5. Healthcare leaders agree that something must be done to lower healthcare costs but they frequently decry new technology or structural reforms that will lower costs as being too expensive to undertake unless, of course, someone else (hint: our debt-strapped government) pays the bill. The result: we chase the status quo and wonder why our costs continue to rise.

As a healthcare executive with more than 30 years of experience, it is nice to know that our industry is not alone in terms of our ability to find a dark room in which to stumble around.
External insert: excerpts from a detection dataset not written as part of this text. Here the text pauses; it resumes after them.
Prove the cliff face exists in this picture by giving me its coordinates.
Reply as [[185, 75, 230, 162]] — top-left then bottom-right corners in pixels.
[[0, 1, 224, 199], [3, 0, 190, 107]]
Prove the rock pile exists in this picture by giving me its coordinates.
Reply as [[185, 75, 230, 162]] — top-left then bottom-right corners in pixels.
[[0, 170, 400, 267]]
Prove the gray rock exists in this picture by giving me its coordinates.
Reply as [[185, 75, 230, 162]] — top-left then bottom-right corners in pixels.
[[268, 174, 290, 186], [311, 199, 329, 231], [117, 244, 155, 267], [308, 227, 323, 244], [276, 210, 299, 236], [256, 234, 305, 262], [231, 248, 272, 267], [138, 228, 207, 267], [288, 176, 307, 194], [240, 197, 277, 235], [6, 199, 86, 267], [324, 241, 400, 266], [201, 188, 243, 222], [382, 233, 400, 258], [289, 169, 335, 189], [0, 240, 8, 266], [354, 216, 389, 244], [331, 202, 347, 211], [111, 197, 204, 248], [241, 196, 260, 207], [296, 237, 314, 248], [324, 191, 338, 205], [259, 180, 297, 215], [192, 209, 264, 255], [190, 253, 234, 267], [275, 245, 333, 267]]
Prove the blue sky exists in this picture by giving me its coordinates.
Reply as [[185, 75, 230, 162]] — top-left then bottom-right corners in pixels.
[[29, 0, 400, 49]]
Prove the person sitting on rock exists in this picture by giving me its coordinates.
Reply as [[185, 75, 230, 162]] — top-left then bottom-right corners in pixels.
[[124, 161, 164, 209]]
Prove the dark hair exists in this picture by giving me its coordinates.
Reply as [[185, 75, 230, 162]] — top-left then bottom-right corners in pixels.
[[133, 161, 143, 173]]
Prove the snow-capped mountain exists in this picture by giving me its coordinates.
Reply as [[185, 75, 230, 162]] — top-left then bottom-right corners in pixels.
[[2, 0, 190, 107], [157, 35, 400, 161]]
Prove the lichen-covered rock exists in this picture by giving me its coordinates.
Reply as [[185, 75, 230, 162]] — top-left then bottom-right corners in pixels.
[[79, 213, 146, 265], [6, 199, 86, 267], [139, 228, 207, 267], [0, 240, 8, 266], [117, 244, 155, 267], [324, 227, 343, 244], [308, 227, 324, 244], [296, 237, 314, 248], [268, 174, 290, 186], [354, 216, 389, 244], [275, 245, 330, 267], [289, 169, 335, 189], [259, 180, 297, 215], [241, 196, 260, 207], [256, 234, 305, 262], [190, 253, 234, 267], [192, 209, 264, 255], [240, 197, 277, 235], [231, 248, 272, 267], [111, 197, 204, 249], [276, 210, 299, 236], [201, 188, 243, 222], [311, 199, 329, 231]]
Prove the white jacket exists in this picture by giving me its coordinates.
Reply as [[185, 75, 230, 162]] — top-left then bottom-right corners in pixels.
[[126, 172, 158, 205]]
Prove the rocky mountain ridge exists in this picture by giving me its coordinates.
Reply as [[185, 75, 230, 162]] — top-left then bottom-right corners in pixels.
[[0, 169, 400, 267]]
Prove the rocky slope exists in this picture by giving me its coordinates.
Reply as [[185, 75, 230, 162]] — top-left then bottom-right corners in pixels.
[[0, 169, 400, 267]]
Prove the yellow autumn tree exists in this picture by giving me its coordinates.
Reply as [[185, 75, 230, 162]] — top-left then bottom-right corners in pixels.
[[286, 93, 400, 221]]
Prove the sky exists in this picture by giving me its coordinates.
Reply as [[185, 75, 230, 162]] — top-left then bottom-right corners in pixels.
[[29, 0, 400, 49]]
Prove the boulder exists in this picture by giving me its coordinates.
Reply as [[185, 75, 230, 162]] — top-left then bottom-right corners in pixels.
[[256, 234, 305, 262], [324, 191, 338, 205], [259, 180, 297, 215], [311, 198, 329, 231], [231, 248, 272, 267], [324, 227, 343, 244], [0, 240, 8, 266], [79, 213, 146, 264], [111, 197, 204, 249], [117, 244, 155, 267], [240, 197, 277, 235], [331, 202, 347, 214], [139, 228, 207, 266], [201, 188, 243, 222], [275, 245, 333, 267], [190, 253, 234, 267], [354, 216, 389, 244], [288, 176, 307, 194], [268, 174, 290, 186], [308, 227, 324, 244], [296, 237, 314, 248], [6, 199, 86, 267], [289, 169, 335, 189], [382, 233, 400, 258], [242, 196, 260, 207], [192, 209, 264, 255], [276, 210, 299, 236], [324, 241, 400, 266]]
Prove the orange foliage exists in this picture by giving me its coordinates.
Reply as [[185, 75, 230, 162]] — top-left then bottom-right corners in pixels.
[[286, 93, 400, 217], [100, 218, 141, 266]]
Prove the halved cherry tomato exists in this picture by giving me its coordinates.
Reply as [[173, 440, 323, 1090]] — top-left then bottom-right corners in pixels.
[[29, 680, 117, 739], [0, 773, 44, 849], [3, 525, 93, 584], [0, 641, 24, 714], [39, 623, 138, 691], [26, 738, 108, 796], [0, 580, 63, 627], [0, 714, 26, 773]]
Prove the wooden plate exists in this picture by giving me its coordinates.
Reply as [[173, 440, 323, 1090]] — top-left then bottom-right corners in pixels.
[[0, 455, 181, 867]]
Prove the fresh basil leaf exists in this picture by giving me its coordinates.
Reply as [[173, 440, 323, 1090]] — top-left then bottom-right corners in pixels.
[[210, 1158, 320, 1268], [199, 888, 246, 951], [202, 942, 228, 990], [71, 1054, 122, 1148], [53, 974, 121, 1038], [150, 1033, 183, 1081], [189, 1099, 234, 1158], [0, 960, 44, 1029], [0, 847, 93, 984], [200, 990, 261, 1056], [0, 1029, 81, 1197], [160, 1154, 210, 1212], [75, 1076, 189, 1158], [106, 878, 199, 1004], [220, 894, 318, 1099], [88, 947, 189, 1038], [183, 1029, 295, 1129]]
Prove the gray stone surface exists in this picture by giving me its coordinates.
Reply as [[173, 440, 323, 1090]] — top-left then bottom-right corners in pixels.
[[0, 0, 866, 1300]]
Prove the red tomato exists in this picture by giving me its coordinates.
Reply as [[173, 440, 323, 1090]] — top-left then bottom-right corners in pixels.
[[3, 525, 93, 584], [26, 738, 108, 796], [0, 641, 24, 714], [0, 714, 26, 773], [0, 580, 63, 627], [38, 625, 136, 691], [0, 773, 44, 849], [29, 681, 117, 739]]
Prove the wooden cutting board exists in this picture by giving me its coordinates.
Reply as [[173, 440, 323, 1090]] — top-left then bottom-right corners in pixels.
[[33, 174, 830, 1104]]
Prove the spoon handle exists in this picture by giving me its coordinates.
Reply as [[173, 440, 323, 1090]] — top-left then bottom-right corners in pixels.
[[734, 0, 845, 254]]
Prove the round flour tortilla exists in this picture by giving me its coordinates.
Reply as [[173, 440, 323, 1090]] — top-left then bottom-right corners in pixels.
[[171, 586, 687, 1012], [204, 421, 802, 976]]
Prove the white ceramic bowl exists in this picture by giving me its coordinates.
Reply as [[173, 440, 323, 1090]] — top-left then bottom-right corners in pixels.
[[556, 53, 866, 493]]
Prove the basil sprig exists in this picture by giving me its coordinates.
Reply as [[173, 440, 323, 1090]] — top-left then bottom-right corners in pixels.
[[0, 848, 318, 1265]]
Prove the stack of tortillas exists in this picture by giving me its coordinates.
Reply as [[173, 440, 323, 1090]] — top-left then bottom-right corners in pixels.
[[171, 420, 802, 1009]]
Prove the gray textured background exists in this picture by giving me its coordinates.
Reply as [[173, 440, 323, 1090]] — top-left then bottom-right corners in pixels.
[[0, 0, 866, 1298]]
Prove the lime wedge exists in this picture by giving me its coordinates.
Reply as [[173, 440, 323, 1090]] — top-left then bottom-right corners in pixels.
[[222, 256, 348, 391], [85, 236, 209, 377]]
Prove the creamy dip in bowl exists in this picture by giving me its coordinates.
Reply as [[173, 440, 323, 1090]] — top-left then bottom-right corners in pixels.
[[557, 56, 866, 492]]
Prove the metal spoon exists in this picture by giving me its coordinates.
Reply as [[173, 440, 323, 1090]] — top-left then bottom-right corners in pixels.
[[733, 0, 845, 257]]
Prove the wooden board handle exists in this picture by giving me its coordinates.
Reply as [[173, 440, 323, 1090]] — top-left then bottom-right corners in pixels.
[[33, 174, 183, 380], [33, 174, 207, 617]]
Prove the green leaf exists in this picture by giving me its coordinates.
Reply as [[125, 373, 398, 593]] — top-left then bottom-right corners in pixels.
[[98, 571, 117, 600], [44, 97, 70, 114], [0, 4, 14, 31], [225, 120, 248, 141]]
The technology sector is certainly not immune. 

I had to call a large computer software manufacturer for help with their office suite program for my new but not-a-Windows laptop.  The telephone decision tree was endless including an initial and slightly huffy legal privacy disclaimer that was beyond annoying.  I finally spoke with a customer "service" representative — not in the U.S. — who, after five minutes of questions and my repeated answers due to a bad satellite link, assigned me a "case" number and promised to transfer me to a specialist who could take care of my problem.  She promptly transferred my call to a non-working telephone extension.  I had to start all over with the annoying legal disclaimer, the endless automated decision tree and the repeated explanations due to the bad satellite or the local telephone system, in whatever far away land those customer service people were located.  I could have been talking to one of the mega-banks. In Microsoft's defense, when I did finally reach a customer service presentative in their Apple section, he was knowledgable and solved the problem.

My first reaction: did the Microsoft executive who designed this customer service technical support system formerly work in a teaching hospital?